Response 3

And another from Hack Generation: a message 2 dessy ''Heeeey sexyyy how u doiiin if u wanna git sum u know where 2 find me, btw i knows where u liv thanks 2 slenderman i can ninja stalk u''

message 2 shaun trenderman wuld luv u cuz U is exquisite sassy britishman cuz u is sassy [insert troll face here]

2 alex ''...HAWT CROSS BUNS DAT IS ALL OHMAIGAWD LOSING COMPOSURE IT SMELLS LEIK FAWKIN FEBREEZE IN HERE!'' and also this ''i bought ur kid a mudkip'' so i herd u liek mudkipz?
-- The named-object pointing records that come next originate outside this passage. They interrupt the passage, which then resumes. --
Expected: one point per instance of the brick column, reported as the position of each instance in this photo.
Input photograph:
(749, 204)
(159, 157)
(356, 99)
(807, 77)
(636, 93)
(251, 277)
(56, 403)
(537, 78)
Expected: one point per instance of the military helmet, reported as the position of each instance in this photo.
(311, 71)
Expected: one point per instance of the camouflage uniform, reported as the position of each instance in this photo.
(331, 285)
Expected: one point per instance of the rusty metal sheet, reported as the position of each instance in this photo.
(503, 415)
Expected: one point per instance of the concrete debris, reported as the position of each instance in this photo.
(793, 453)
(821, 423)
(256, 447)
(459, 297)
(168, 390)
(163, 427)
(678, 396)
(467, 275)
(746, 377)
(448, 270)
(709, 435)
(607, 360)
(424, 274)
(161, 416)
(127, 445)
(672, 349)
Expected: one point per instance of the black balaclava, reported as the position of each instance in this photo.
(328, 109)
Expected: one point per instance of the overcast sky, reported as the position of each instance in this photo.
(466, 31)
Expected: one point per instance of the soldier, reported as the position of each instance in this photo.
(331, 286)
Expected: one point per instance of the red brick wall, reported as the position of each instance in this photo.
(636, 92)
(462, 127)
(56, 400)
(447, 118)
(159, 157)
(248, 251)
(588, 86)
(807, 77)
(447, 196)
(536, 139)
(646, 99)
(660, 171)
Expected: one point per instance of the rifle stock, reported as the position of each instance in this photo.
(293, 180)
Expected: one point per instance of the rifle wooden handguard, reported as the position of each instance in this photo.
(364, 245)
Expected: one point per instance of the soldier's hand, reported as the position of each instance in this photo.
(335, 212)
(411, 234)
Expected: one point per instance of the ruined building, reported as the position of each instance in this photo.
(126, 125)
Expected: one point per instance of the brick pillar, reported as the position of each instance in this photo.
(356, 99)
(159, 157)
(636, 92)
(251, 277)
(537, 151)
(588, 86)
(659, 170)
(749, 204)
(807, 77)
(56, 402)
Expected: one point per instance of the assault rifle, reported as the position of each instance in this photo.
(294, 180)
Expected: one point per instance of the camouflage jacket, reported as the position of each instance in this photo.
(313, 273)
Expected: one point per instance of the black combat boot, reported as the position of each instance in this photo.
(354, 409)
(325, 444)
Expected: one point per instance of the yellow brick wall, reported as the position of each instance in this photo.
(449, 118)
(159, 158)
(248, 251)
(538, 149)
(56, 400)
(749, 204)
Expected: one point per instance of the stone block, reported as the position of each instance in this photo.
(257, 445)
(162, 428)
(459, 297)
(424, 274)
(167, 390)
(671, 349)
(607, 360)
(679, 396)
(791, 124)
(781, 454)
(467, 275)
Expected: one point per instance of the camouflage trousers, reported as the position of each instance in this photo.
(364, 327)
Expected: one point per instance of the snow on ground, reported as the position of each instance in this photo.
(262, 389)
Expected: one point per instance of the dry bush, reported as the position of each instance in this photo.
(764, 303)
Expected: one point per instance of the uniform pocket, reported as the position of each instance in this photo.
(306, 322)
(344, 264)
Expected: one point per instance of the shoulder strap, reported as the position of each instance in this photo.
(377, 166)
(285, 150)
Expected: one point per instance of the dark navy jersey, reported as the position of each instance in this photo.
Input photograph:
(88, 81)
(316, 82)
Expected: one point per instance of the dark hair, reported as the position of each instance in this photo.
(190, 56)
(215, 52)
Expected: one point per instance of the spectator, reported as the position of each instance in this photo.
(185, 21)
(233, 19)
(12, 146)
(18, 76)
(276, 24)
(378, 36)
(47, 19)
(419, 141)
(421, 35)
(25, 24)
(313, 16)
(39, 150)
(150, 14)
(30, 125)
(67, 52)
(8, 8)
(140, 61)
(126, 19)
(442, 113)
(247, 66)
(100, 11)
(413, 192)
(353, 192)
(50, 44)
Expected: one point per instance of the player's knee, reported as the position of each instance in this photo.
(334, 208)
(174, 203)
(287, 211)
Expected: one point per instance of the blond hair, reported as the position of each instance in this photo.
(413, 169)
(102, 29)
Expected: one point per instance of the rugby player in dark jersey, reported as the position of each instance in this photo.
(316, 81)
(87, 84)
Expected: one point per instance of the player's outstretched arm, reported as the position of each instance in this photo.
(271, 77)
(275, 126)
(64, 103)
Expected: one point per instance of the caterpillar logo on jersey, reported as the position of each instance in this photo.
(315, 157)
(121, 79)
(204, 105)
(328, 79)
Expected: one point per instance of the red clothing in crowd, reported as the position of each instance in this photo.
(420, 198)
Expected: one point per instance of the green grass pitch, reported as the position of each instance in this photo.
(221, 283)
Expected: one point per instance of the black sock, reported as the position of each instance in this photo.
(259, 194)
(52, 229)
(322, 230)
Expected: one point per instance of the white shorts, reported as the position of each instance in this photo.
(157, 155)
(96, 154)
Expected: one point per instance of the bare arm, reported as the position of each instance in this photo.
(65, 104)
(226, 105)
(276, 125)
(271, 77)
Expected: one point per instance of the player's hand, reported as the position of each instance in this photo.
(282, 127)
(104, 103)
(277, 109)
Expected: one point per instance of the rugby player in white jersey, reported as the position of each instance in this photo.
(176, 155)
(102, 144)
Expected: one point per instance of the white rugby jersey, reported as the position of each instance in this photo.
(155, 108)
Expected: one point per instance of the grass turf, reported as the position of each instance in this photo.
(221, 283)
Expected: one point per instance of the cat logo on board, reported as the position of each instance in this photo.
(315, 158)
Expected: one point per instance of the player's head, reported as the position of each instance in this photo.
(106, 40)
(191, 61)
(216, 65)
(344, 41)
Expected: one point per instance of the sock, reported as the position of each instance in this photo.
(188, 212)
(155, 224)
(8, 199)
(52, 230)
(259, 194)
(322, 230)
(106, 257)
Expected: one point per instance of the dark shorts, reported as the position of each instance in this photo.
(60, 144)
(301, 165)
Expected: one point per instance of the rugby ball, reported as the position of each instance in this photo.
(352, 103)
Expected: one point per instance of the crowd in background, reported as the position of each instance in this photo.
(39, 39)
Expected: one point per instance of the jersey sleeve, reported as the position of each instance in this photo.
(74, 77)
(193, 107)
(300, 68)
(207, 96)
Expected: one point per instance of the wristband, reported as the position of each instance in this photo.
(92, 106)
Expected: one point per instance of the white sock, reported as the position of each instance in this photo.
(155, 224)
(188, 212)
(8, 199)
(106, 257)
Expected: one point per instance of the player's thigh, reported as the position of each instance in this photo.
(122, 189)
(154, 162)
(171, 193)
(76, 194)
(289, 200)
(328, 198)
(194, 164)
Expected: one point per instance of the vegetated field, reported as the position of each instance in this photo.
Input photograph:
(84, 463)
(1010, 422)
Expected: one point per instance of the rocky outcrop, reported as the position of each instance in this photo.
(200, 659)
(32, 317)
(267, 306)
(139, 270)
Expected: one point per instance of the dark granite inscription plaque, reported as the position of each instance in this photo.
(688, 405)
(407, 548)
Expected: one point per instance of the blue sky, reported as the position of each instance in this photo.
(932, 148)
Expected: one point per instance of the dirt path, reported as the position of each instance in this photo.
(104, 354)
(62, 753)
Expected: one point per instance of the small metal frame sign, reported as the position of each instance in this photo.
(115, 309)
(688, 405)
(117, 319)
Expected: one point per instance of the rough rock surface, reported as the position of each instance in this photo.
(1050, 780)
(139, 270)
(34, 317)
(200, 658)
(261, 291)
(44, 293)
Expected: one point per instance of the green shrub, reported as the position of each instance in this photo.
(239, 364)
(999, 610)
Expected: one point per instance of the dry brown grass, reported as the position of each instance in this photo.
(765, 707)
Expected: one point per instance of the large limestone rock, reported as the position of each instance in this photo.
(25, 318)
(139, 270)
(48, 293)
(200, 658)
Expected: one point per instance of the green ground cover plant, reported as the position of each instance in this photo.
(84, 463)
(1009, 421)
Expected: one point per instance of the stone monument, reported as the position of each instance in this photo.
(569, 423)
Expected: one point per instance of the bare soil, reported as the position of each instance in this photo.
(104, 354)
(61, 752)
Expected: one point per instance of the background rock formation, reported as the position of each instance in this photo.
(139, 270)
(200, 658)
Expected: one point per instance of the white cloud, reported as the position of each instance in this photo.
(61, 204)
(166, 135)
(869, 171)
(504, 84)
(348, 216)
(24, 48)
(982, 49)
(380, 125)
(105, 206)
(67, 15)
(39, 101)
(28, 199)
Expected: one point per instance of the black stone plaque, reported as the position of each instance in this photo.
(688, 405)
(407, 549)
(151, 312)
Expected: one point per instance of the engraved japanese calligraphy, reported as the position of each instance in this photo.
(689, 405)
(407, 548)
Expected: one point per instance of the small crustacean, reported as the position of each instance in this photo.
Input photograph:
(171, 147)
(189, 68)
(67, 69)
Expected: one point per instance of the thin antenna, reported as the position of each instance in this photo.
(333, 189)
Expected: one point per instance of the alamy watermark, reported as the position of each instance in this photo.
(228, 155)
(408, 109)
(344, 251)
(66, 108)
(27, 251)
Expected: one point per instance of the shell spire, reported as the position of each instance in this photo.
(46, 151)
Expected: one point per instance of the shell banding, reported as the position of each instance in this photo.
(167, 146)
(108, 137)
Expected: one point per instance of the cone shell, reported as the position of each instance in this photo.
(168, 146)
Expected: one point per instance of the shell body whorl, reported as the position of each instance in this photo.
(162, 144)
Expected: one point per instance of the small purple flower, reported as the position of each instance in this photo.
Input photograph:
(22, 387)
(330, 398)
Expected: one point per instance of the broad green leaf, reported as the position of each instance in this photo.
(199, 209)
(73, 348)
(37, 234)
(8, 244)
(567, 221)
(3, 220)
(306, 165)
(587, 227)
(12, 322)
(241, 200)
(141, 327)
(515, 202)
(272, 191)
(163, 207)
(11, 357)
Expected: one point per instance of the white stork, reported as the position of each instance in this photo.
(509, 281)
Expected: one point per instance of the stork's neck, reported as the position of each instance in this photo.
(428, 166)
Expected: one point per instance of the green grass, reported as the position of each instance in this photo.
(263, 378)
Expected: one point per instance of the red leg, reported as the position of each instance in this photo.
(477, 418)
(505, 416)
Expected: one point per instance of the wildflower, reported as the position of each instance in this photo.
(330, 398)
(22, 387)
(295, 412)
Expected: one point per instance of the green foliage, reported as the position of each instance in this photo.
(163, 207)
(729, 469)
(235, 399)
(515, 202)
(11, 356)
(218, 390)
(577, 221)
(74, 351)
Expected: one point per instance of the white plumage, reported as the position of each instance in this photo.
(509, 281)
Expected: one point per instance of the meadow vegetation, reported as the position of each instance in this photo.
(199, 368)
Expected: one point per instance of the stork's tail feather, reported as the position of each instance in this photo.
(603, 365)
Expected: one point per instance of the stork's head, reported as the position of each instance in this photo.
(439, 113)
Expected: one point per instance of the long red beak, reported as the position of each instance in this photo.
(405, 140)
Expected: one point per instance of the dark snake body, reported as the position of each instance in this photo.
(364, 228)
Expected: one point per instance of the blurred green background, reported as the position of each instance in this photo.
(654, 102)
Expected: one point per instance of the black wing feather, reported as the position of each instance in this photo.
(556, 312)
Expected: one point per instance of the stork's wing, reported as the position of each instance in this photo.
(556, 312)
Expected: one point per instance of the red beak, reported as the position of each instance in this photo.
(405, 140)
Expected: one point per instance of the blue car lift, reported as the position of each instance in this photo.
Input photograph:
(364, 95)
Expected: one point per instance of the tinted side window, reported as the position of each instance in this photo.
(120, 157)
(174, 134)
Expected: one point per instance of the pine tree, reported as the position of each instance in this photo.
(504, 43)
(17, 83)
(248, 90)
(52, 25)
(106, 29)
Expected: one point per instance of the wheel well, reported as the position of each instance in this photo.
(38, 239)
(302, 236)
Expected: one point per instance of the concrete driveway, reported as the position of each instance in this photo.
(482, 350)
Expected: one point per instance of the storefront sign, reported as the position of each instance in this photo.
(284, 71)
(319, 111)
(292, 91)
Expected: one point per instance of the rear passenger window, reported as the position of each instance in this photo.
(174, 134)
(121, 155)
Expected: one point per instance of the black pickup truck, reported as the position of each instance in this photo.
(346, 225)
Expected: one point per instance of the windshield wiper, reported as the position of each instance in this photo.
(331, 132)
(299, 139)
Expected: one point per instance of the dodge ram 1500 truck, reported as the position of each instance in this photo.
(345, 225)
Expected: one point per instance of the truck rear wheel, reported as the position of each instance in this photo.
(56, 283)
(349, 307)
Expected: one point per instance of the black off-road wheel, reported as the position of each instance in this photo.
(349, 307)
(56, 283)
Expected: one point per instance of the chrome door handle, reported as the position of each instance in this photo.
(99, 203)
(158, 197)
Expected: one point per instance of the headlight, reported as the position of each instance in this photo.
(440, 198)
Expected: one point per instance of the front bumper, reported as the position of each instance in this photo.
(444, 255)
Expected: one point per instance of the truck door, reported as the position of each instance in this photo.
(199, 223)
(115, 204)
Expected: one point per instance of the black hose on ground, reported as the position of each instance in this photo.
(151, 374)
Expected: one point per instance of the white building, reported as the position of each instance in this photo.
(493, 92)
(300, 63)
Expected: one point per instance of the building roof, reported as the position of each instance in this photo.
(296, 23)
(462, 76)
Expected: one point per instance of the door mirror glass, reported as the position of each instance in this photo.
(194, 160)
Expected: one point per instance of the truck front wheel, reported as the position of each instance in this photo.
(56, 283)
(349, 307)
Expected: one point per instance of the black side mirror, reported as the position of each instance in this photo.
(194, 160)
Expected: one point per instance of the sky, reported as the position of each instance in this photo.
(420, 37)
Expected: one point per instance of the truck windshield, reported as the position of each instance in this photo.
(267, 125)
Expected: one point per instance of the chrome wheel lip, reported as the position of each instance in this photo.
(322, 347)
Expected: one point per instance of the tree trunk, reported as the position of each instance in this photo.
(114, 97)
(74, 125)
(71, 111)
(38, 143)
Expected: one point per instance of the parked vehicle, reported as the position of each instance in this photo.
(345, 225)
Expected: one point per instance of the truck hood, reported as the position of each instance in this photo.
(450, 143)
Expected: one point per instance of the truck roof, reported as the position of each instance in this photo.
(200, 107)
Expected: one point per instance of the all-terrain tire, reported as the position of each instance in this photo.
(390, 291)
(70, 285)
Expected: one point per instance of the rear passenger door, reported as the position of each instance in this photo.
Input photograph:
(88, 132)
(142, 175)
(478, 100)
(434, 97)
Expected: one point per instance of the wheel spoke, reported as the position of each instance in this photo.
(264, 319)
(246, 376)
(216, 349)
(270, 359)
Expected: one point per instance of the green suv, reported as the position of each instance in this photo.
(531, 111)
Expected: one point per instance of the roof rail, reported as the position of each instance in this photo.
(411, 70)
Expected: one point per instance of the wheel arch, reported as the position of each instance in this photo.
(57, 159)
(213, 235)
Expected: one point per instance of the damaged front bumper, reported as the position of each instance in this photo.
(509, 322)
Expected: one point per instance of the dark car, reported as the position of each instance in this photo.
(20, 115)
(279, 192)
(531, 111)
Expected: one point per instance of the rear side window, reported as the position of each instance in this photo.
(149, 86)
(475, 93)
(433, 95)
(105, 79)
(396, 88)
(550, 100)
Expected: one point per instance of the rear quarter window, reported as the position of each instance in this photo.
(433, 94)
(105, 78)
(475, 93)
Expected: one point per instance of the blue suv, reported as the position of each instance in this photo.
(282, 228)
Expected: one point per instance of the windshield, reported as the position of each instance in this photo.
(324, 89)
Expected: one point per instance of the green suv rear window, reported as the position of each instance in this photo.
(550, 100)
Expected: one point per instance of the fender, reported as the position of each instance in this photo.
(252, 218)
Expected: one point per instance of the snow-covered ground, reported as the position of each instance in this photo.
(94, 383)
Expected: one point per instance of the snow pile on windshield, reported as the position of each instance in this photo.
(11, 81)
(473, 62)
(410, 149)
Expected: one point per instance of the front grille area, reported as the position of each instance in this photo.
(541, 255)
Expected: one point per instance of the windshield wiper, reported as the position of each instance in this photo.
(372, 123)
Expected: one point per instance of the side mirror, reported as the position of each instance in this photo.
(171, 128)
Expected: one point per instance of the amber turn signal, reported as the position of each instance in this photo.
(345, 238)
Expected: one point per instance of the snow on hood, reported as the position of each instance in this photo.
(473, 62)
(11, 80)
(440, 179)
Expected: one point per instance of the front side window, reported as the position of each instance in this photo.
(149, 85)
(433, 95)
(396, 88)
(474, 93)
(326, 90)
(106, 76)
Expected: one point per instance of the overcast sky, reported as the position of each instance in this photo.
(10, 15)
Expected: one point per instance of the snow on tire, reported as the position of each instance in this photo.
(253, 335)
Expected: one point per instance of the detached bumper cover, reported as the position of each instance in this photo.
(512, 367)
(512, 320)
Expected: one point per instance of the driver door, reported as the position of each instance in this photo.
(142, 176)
MESSAGE CHALLENGE TO ALL CHARACTERS PLAY SLENDER: THE ARRIVAL IF U DONT FAWKIN KNOW WUT DAT IS WATCH PEWDIEPIE PLAY IT and no shaun dat person pewdie calls slenderwoman is actualy jeff teh killr witout a knife

altair is sexy -insrt ninja face here-

hi malik :3

julian smith's malk skit on u tube sounds similar 2 maliks name wit out teh ''i'' heeehhh its ur nikname now ''hi malk...MALK BALL!...OHMAIGAWD HAHAHAHAHA"

hi meagy :3

''im not american shaun...SHAUN OF THE DEAD...AHAHAHAHA I THINK IM FAWKIN HIIIIGH AHAHAHA"

And Hack, I apologize. We kinda hazard a guess and well… We guessed wrong. Now I feel really bad.

AND ACTION!


Desmond looks over at Vynx who just calmly sits on the floor with Raych and Vincent. "What is wrong with you?" Vynx actually has the audacity to look at with an innocent face. "Don't give me that look, you are far from innocent. And who the hell is slenderman?"

"Trenderman? Sassy, I am not sassy. Forgive me on the American thing, though I can apply it to the Authoress." Shaun glares over to the woman in question who is happily sharing popcorn with now not only Raych and Vincent but Hack as well. "Shaun of the Dead, I have heard that one before. Vynx has even shown me a picture or two drawn up with Desmond and I as the characters on... What site was that again?"

"DeviantArt, just type in Doubleleaf. She has the most awesome artwork. Or well in my opinion she does. I can barely draw a straight line." Vynx answers him, tossing a kernel in the air and catching it in her mouth. "GOOOOAAAALLLL!"

Alex hands over the mudkip to Megan whom was still holding the unicorn. He shrugs. "Mudkip is alright. Megan plays Pokemon so she would know better."

Megan looks over and waves enthusiastically. "Hi Hack! Hot cross buns is right!" She gives Alex a quick glower. "Please, you kill Vynx's phone playing the emulator she put on there with the Pokemon game."

Vynx sniffs the air. "Leo get out of my Dragon fruit Febreeze!"

Leo pokes his head out of the kitchen quickly. "But it smells wonderful."

"Chyeah, smells like 3 bucks per can."

"Oh alright." He disappears once more.

Ezio screams like a little girl, falling out of the computer chair at the same time Pewdiepie does with his arms flailing. Altair and Malik jump back, reaching for imaginary weapons that do not exist; looking extremely lost since they couldn't find them.

Connor is hiding under the bed in an attempt to not be found by the tall, white man in the game.

"Altair is sexy, eh?" Vynx gives the Syrian a once over. "Ya know what, he is."

Vincent glares at her while sharing the popcorn. "Erm, but I have you meh sexy pseudo-vampire."